Les humanistes sont de 1er ordre mais ils sont sous-estimés par les chroniqueurs. Sans doute vu le rôle source des juifs marranes. François de Vitoria est très influencé par Erasme car cet auteur bouscule l’intransigeance de la théologie espagnole. Erasme n’a pas seulement porté sa charge contre la Réforme, il ironise contre la Contre-Réforme tout autant. Vitoria est juriste et écrit sur les conditions de la guerre juste, sur le pouvoir civil, celui de l’Eglise, des conciles. Il écrit un traité de morale international. Louis Vivès professe dans toutes les universités d’Europe. Il écrit en philologie et à propos de l’éducation. Son érudition embrasse tous les aspects de la connaissance dans l’Antiquité en les rendant compatibles avec le cadre de la Révélation et de la foi chrétienne. Moraliste, Vivès est surtout logicien et discrédite la scolastique annonçant le kantisme. Il prône la démocratie. Jean d’Avila étudie le droit, la théologie, les arts, il brille par ses sermons. Louis de Grenade est tout en contraste. Après avoir prêché à l’époque du concile de Trente, il écrit en castillan sur des thèmes qui fâchent l’institution ecclésiale, avec une plume d’une très grande pureté, car il connait les meilleurs auteurs latins en grandissant à leur école. Louis de Leon est un humaniste littéraire, débordant sur la poésie et l’amour de la nature mais aussi la théologie et l’exégèse. La poésie et les textes bibliques lui viennent des juifs marranes. Il écrit en castillan et fera de l’espagnol une langue classique. Il est doué aussi en dialectique sacrée et en droit. C’est un épicurien qui ramène la vie à la lumière de Dieu. Arias Montana a une culture qui s’étend à tout ; il connait 4 langues, il travaille sur la rhétorique, l’histoire de l’antiquité juive. Il traduit la Bible et produit une histoire naturelle.
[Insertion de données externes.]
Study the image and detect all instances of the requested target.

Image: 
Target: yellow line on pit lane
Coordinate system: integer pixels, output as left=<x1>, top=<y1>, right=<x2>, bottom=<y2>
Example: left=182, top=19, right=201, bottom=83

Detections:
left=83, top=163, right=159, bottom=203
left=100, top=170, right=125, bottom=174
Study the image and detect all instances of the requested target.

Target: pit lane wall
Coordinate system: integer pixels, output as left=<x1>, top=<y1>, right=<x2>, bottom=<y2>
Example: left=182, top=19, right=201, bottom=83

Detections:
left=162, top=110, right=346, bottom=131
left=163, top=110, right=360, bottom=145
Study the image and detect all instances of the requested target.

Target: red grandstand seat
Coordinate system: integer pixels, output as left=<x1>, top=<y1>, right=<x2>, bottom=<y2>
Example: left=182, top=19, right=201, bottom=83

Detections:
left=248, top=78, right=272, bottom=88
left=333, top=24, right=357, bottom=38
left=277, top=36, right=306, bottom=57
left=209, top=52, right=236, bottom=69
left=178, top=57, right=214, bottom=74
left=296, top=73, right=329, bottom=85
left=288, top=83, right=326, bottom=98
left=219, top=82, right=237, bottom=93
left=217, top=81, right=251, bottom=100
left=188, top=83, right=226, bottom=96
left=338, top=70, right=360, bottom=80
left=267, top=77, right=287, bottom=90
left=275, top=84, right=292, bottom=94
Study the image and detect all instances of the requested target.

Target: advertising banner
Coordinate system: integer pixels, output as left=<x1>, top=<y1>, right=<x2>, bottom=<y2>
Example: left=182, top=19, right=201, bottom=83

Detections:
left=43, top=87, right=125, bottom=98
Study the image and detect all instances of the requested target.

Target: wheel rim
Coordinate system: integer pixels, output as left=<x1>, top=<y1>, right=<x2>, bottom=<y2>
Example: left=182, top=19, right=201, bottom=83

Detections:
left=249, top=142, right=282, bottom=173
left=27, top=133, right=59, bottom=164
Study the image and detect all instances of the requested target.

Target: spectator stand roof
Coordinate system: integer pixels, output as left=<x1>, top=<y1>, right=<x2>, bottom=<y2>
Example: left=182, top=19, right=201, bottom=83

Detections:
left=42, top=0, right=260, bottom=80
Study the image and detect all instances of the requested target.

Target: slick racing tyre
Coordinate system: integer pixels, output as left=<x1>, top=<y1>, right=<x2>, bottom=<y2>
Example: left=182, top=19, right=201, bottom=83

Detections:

Il faudrait citer aussi Jean Perez et Gonzalès de Montès, prônant la mesure, la douceur, l’ordre, le rythme bref la sophrosunè.
Les belles lettres, le théâtre, les arts ne fleurissent pas encore de leur plein éclat. Mais on ne peut pas méconnaitre les productions en poésie, histoire, morale et dans le roman. On y cherche un accès à la littérature profane. En histoire on ne peut passer sous silence Diego Hurtado de Mendoza. Il n’est pas loin d’inventer le style picaresque que Quevedo mettra en pleine lumière un siècle plus tard. On sent l’influence de Tite-Live et surtout celle de Salluste. Avant on avait eu des chroniqueurs mais ici se dégage un indéniable sens politique. Antoine de Guevara y ajoutera un sens moral qui ne retiendra pourtant pas l’attention de Montesquieu de passage par là. En art dramatique il faut citer Lope de Rueda que certains comparent à Eschyle et Molière : il ose bousculer les intouchables dans des « pasos » qui font mouche contre les moines et les évêques.Les beaux-arts c’est évidemment l’architecture avec Alphonse Rodriguez, Antoine Egas (cathédrale deSalamanque) mais surtout Alphonse Berruguete au style plateresque en orfèvrerie. C’est un très grand sculpteur et un bon peintre en polychromie sur bois. Il fit école avec Fernand Ruiz et Gaspard Becerra qui louchent vers Michel-Ange. Il faudrait mentionner Henri d’Argé et Antoine Perez surtout parce qu’ils ouvrent des académies. Il y en aura aussi en musique avec le plain chant. L’influence de Rome se fait sentir avec François de Salinas, Christophe Moralès(musique sacrée). l’art a beaucoup à faire avec ses grands rivaux que sont la Bourgogne et l’Italie.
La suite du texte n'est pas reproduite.